Trying to Survive...
Quit a well paying job to start my own company.
Took the plunge to put my startup ideas to the test.
Making into something huge!
Tuesday, September 21, 2004
Killer Robot Lawyers from Outerspace
I was looking through my server logs and noticed that someone had been going through every page on hurricane-tshirts.com. In fact, they went through the entire site in about 3 minutes. I'll usually see that sort of activity when a search engine is crawling a site, but this was different. Whoever, or whatever, had gone to my site was showing that it was Internet Explorer on some pages, Netscape on some other pages and Safari on others. Also, some of the IP numbers (e.g. 255.255.255.002) were slightly different, but still on the same subnet. So this definitely raised my suspicion about what was going on. At first I thought it might be a spambot. A bot, or robot, is an automated program than goes through an collects information from websites. Some bots are good, and some are bad. Spambots are bad. They go through site and look for email address which the spammers then use to send junk mail. The good bots are catagloging sites for search engines. This obviously wasn't a good bot since it was trying to disguise itself. It also wasn't any spambot that I've seen before, because they at least don't try to disguise themselves as regular web browsers. There's really no need for the spambots to try to cloak what they really are. So after searching the IP numbers I found that the bot that was on my site was from an intellectual property watch service. In essence they crawl through sites and look for copyright and trademark infringements on their clients behalf. In addition, they sometimes provide competitor research for their clients. Well, I don't like this. Some might say that if you're not doing anything wrong then you don't need to worry. I look at it in the same way I look at warrants. Even though I'm not doing anything wrong, I don't want the police to freely search my home. Same goes with these lawbots. I don't need them rummaging through my sites looking for anything they might be able to use to their advantage. So after some more research I've implemented a way to block them from my sites.

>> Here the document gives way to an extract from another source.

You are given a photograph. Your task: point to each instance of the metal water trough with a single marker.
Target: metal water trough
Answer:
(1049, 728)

Here's how I'm doing it: First I need to find the IP number ranges that this company uses. To do this I performed a WHOIS with the IP numbers in my server log. Then I modified my htacess file on my server. If you're on an Apache webserver you've got this, or you can create one by naming it ".htaccess". This is what I added to the htaccess file:
RewriteEngine on
Options +FollowSymlinks
RewriteBase /
RewriteCond %{REMOTE_ADDR} ^65\.102\.23\. [OR]
RewriteCond %{REMOTE_ADDR} ^65\.102\.12\. [OR]

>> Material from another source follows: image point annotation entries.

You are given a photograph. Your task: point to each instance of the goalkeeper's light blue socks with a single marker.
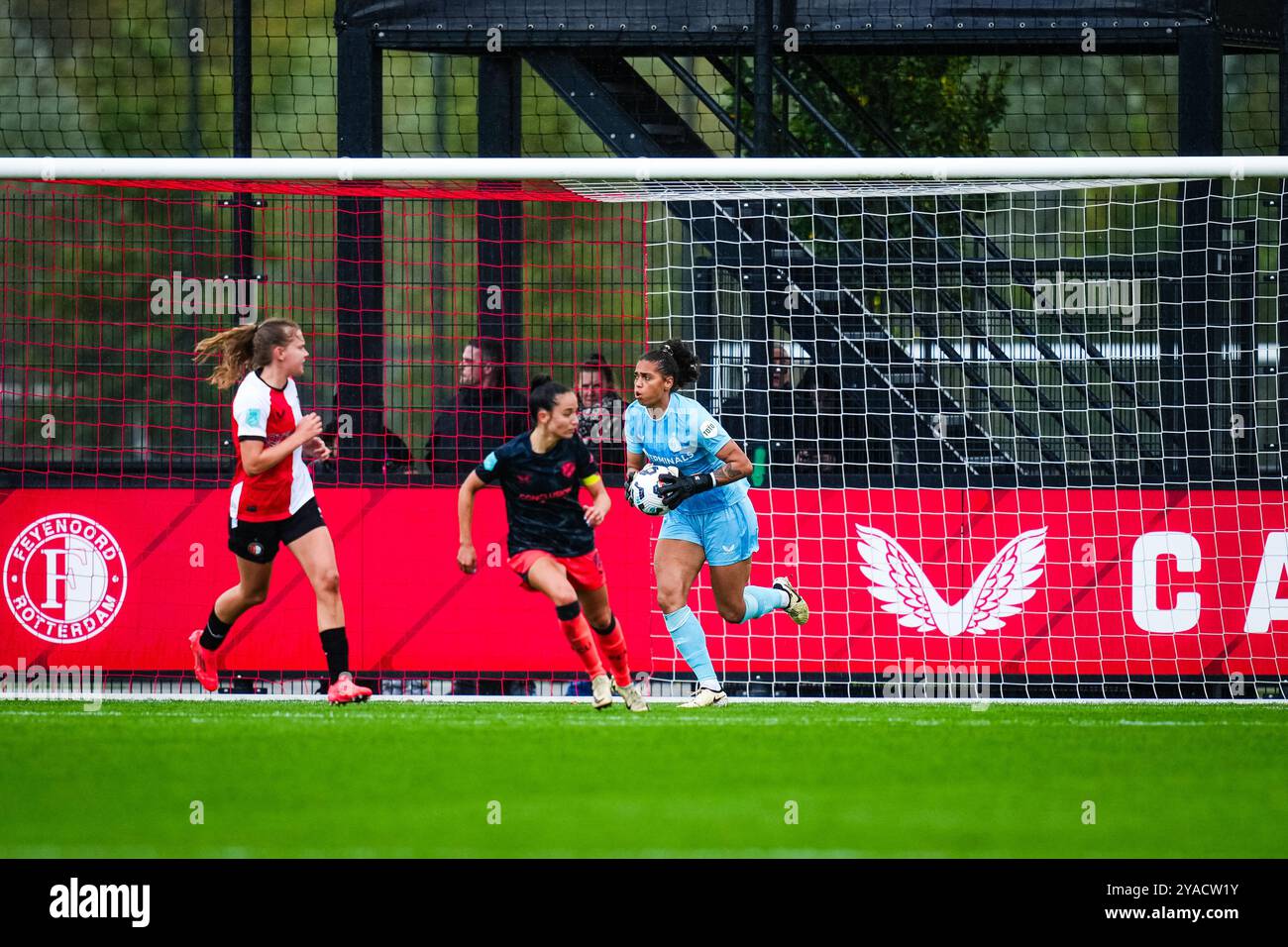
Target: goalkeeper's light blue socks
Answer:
(761, 600)
(691, 641)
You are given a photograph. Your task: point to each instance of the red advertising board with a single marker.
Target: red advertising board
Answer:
(1024, 581)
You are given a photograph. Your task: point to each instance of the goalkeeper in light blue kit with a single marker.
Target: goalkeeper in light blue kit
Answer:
(711, 519)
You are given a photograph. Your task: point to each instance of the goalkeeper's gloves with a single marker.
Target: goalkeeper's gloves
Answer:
(675, 489)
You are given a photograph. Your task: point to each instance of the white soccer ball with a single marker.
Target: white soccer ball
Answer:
(643, 491)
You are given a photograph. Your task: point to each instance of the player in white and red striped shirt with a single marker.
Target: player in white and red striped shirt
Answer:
(271, 495)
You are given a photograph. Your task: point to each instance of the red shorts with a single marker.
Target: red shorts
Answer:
(585, 573)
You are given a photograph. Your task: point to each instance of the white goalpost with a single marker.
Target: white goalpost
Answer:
(1018, 424)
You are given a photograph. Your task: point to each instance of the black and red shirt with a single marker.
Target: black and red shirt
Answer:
(541, 493)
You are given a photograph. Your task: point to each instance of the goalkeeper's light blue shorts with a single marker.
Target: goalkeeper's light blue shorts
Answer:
(728, 534)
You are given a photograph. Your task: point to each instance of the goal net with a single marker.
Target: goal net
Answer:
(1018, 427)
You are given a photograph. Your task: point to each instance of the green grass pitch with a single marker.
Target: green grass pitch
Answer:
(885, 780)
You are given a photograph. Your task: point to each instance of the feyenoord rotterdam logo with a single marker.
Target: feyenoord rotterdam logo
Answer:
(999, 592)
(64, 578)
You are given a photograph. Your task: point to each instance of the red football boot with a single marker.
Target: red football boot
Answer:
(344, 690)
(206, 665)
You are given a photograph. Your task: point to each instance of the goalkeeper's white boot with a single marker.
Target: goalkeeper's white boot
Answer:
(632, 696)
(600, 690)
(704, 697)
(797, 608)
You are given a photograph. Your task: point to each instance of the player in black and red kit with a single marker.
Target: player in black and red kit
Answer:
(271, 495)
(552, 534)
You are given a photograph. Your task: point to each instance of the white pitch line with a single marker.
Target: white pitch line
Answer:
(733, 701)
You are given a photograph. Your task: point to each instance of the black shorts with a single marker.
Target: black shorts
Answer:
(258, 541)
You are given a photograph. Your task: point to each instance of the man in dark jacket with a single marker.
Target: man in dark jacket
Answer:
(599, 418)
(484, 414)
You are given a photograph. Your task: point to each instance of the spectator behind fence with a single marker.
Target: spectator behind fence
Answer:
(599, 418)
(484, 414)
(803, 437)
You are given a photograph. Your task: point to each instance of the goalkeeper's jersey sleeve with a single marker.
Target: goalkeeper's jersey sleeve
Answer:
(541, 493)
(686, 437)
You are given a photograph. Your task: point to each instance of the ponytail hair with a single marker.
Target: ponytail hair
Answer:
(544, 393)
(675, 361)
(243, 348)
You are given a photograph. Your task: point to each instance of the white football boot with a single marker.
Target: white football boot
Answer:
(797, 608)
(601, 692)
(704, 697)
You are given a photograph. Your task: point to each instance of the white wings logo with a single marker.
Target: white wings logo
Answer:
(996, 595)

RewriteCond %{REMOTE_ADDR} ^63\.227\.217\. [OR]
RewriteCond %{REMOTE_ADDR} ^12\.148\.209\.19 [OR]
RewriteCond %{REMOTE_ADDR} ^12\.148\.209\.2
RewriteRule ^.*$ [G]
This sends anyone from the IP subnets of 65.102.23.xxx, 63.227.217.xxx and 12.148.209.190 - 12.148.209.255 to a server page that says the site is gone. I would have preferred to send them to a page with my own customized text, but I couldn't get that to work. Another downside is that I can only prevent lawbots, or anyone else for that matter, when I know their IP addresses. But this will do for now.